LA GRANDE PITIÉ DE DIEU
Mais, dès l’heure même de la chute, Dieu laisse paraître sa « philanthropie », sa miséricorde pour ses pauvres créatures pécheresses. C’est lui qui vient au-devant d’elles, les invite à confesser leur désobéissance. Il leur annonce les châtiments de sa Justice, avec modération. D’abord il maudit Satan, le père du mensonge, et la bête qui lui a servi d’instrument. Déjà, avec éclat, il fait connaître le grand combat de l’humanité contre la puissance diabolique, ses souffrances dans cette lutte mais sa victoire finale. On pense à la Vierge de Fatima : « ... mais enfin mon Cœur Immaculé triomphera ! » Les puissances du monde qui se rangeront au service du Démon seront écrasées par la Femme et par sa descendance. Aux hommes, Dieu n’annonce encore que les châtiments corporels et comme l’extérieur du Calice d’amertume. Elle enfantera dans la douleur et sera sous la puissance de son mari. Lui devra lutter contre une nature ingrate pour gagner le pain de la famille à la sueur de son front. Point d’autre horizon que la mort, comme les animaux. On dirait d’un grand rêve brisé. Que dut être affreux le sort de nos premiers parents chassés du Paradis terrestre, abandonnés à eux-mêmes, démunis de tout et orphelins, et jetés dans cette vallée de larmes !

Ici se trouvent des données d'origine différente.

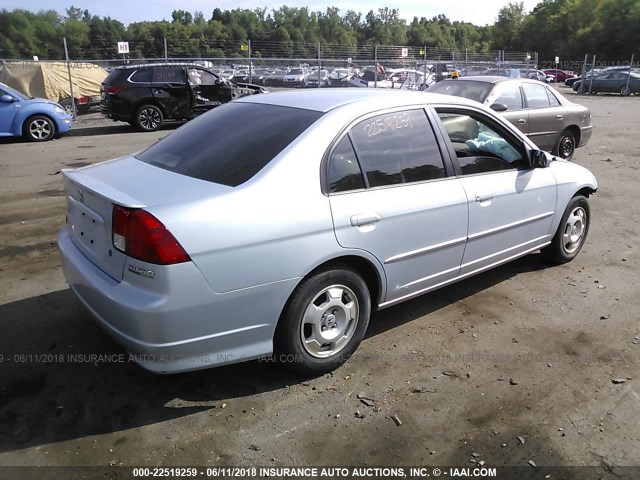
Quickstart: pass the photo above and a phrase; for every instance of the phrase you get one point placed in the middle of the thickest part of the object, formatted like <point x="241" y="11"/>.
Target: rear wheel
<point x="572" y="231"/>
<point x="566" y="145"/>
<point x="324" y="321"/>
<point x="39" y="128"/>
<point x="148" y="118"/>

Alors encore une fois Dieu tempère son courroux de sollicitude touchante : « Yahweh Dieu leur fit des tuniques de peau et les en vêtit. » Les splendeurs qui leur avaient été révélées s’effacèrent vite de leurs mémoires dans l’usure de la lutte pour la vie. Une religion rudimentaire survécut. Mais ils se souviendraient pendant les millénaires de cet ultime bienfait de Dieu qui remplissait d’émotion un Grégoire de Nysse. Peut-être Dieu voulut-il leur apprendre la science du feu, l’habitude du langage, la chasse et la culture ? Ces quelques hardes, ces traditions rustres devaient leur donner l’espérance, comme au Petit Chose et à sa « mère Jacques », de « reconstruire le foyer ». Mais s’ils eurent alors tant de courage, ce fut parce que Dieu avait pris leur parti contre le Diable et leur avait annoncé un Sauveur !
Quel fut le sort d’Adam et d’Ève déchus ? Certains ont cru à leur repentir immédiat et leur rentrée en grâce, et nous aimons cette pensée. Mais ils n’en subirent pas moins dans toute sa rigueur le châtiment qui s’appesantirait sur toute la race. Et maintenant où sont-ils ? Sont-ils en Purgatoire jusqu’à la fin des temps ? Jésus les a-t-il délivrés des Enfers, au Samedi-Saint ? Notre piété filiale l’emporte sur notre indignation et fait taire nos reproches. Ce sont nos premiers parents.
Abbé Georges de Nantes
Extraits de la Lettre à mes amis n° 225, tome III, 19 mars 1966.